Ticket: TBD
Date: 2026-04-12
We have two Evidence instances on the same server. Instead of one being "dev" (Vite HMR)
and one being "prod" (static build), make them identical — both run production builds
from the same codebase, same config, same infra. Then use Traefik port-swapping for
zero-downtime deploys with pre-verified builds.
Two instances: blue (port 3001) and green (port 3002). They share the same git
repo but have separate build output directories. At any time, one is "live" (serving
production traffic) and the other is "standby" (receiving the next build).
┌─ evidence-blue:3001 ─── /srv/evidence/blue/build_live/
Browser → Traefik (443) ──┤ (swap via config)
└─ evidence-green:3002 ─── /srv/evidence/green/build_live/
Both instances:
server.cjs via systemdbuild_live/ directory.env, same auth token, same CSP headersrebuild.sh on the standby instance onlygit pull → npm run sources → npm run build:strict → rsync to its build_live/standby-evidence.sayhellocollege.com)swap-prod.sh — rewrites Traefik config to point prod at the standby portRun swap-prod.sh again — it just flips back to the other instance.
Both instances share the same git repo at /home/dev/hc-evidence (one copy of source
code, node_modules, etc). But each has its own build output:
/srv/evidence/blue/build_live/ # blue instance serves from here
/srv/evidence/green/build_live/ # green instance serves from here
/srv/evidence/active # file containing "blue" or "green"

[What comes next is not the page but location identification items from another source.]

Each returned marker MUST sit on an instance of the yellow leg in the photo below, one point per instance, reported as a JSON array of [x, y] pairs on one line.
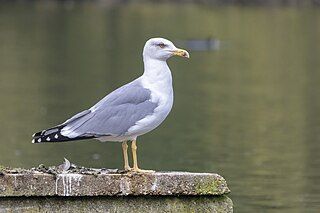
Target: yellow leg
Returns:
[[125, 156], [135, 160]]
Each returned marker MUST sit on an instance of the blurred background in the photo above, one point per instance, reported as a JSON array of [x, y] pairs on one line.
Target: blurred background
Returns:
[[247, 102]]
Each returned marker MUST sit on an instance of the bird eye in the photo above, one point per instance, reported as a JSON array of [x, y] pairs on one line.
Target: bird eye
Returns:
[[161, 45]]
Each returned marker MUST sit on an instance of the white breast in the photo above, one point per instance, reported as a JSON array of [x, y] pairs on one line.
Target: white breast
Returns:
[[160, 85]]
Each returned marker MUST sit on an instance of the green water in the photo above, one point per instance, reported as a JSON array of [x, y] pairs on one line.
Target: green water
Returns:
[[249, 111]]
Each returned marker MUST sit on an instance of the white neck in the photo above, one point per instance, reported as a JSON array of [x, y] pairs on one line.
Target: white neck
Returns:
[[156, 71]]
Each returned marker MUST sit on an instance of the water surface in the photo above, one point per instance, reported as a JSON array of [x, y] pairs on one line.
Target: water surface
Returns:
[[248, 111]]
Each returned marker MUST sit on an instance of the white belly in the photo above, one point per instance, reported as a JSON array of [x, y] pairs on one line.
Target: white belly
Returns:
[[152, 121]]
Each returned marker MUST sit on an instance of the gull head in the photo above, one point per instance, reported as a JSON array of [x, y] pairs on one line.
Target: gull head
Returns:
[[162, 49]]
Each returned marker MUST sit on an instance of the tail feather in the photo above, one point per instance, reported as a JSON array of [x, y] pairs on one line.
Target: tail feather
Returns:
[[54, 135]]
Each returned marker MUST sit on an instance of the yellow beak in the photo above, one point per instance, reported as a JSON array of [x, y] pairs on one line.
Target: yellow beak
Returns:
[[181, 52]]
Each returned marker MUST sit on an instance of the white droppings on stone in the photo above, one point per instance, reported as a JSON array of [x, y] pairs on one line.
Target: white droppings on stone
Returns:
[[67, 180], [124, 186], [154, 184], [15, 181]]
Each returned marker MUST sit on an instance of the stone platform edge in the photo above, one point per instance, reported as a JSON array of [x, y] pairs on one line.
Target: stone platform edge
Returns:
[[35, 183]]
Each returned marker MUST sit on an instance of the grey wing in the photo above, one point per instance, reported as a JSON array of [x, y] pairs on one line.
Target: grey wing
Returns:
[[114, 114]]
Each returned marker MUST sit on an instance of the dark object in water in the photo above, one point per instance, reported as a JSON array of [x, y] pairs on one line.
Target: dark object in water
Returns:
[[210, 44]]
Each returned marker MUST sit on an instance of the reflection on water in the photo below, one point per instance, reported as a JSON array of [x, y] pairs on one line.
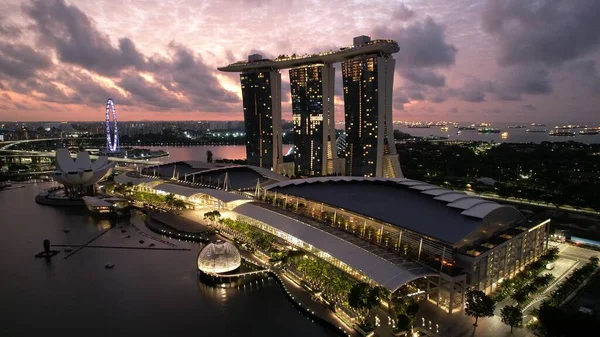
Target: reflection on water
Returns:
[[103, 224], [148, 292], [199, 152]]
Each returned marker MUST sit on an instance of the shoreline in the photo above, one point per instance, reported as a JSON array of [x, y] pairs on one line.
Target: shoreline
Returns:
[[314, 310]]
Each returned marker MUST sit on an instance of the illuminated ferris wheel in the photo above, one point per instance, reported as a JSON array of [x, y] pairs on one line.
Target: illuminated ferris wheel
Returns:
[[112, 140]]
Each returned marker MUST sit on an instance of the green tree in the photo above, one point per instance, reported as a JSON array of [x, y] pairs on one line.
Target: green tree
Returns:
[[478, 304], [169, 199], [178, 204], [403, 322], [512, 316], [358, 295]]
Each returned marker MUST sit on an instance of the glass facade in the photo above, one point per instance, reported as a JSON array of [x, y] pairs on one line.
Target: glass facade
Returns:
[[311, 90], [261, 95], [360, 108], [370, 147]]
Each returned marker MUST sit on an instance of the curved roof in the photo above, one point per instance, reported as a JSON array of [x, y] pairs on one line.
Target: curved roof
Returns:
[[241, 177], [391, 273], [417, 206], [260, 170], [466, 203], [189, 192], [80, 171], [219, 257]]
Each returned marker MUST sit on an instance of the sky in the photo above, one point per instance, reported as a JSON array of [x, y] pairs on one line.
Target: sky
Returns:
[[459, 60]]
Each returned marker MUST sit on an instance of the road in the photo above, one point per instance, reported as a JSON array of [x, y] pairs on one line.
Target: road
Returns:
[[496, 197], [460, 325]]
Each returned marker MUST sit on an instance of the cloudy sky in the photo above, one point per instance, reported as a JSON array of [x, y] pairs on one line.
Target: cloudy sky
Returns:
[[460, 60]]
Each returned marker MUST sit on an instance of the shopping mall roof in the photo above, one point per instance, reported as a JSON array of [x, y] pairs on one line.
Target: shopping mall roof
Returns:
[[391, 273], [96, 202], [448, 216], [187, 192], [241, 177]]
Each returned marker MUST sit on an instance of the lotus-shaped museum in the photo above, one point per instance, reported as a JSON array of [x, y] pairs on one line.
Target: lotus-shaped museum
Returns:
[[80, 175], [219, 257]]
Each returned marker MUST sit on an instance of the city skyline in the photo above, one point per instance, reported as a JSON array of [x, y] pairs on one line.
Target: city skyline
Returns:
[[464, 61]]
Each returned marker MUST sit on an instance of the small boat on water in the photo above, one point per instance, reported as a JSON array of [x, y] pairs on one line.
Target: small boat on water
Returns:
[[488, 130], [588, 132], [561, 133]]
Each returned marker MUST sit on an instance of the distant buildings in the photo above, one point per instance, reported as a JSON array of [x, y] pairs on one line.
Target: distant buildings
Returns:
[[368, 72], [368, 82]]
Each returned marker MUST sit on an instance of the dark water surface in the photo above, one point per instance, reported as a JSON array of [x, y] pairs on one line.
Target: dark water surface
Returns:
[[149, 292]]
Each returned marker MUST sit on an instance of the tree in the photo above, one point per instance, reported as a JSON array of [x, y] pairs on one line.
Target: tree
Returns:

Using /srv/evidence/ rather than /home/dev/ keeps the deployment artifacts separate
from the source code.
Currently: const BUILD_DIR = path.join(__dirname, '..', 'build_live');
Change to: const BUILD_DIR = process.env.EVIDENCE_BUILD_DIR || path.join(__dirname, '..', 'build_live');
This lets each systemd service point to its own build directory.
evidence-blue.service:
[Unit]
Description=Evidence BI - Blue Instance
After=network.target
[Service]
Type=simple
User=dev
WorkingDirectory=/home/dev/hc-evidence
Environment=PATH=/home/dev/.nvm/versions/node/v22.22.2/bin:/usr/local/bin:/usr/bin:/bin
Environment=NODE_OPTIONS=--max-old-space-size=8192
Environment=EVIDENCE_PORT=3001
Environment=EVIDENCE_BUILD_DIR=/srv/evidence/blue/build_live
EnvironmentFile=/home/dev/hc-evidence/.env
ExecStart=/home/dev/.nvm/versions/node/v22.22.2/bin/node /home/dev/hc-evidence/docker/server.cjs
Restart=always
RestartSec=5
[Install]
WantedBy=multi-user.target
evidence-green.service: (identical except port 3002 and green path)
[Unit]
Description=Evidence BI - Green Instance
After=network.target
[Service]
Type=simple
User=dev
WorkingDirectory=/home/dev/hc-evidence
Environment=PATH=/home/dev/.nvm/versions/node/v22.22.2/bin:/usr/local/bin:/usr/bin:/bin
Environment=NODE_OPTIONS=--max-old-space-size=8192
Environment=EVIDENCE_PORT=3002
Environment=EVIDENCE_BUILD_DIR=/srv/evidence/green/build_live
EnvironmentFile=/home/dev/hc-evidence/.env
ExecStart=/home/dev/.nvm/versions/node/v22.22.2/bin/node /home/dev/hc-evidence/docker/server.cjs
Restart=always
RestartSec=5
[Install]
WantedBy=multi-user.target
Remove the old evidence.service and dev-evidence.service.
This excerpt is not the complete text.